In June of 2014, the Korean broadcasters MBC, SBS and KBS filed a lawsuit under American jurisdiction; against the company behind the device, citing violations of the Digital Millennium Copyright Act. The ruling was in the broadcasters favor.

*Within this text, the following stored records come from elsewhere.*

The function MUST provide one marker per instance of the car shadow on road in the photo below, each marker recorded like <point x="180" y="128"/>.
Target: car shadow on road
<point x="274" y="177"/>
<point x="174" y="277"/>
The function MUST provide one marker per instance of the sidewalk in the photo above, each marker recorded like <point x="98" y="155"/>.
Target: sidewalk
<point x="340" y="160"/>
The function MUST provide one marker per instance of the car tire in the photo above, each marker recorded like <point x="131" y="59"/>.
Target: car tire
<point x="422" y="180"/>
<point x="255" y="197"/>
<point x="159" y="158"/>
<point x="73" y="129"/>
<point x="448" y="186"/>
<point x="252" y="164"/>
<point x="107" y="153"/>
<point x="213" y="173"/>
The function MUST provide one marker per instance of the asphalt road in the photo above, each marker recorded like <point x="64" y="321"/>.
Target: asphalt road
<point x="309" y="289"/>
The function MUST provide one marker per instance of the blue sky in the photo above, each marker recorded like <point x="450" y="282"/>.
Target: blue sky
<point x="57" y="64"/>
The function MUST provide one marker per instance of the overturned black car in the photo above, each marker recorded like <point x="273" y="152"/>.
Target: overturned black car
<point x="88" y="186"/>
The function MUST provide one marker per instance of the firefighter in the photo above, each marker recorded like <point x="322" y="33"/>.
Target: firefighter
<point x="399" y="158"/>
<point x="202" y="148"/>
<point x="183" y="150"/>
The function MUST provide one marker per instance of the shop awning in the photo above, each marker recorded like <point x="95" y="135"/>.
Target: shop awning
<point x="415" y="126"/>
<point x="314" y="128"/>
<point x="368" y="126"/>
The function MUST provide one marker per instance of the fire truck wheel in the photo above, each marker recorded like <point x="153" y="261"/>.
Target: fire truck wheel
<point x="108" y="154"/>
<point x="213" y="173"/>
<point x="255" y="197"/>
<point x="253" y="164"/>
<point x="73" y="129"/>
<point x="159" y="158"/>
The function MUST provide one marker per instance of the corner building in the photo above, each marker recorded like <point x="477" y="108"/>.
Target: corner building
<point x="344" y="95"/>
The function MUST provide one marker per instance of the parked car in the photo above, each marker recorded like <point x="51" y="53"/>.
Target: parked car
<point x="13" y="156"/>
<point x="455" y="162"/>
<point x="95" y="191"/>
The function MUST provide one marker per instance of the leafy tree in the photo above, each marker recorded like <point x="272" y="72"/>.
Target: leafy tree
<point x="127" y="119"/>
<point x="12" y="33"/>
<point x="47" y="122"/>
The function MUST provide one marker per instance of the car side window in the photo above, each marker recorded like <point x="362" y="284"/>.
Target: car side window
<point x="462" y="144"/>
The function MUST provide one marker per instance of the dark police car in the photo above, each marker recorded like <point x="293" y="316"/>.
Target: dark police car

On March 13, 2015, Chinese broadcaster CCTV, Hong Kong broadcaster TVB, and American television provider Dish Network filed a complaint in the United States District Court of California alleging: Direct Copyright Infringement, Secondary Copyright Infringement, Trademark Infringement, Unfair Competition, and Violation of Business and Professions Code 17200. By late 2015, content from the broadcasters were restricted from distribution.

TVPad4 stopped streaming on July 15, 2017.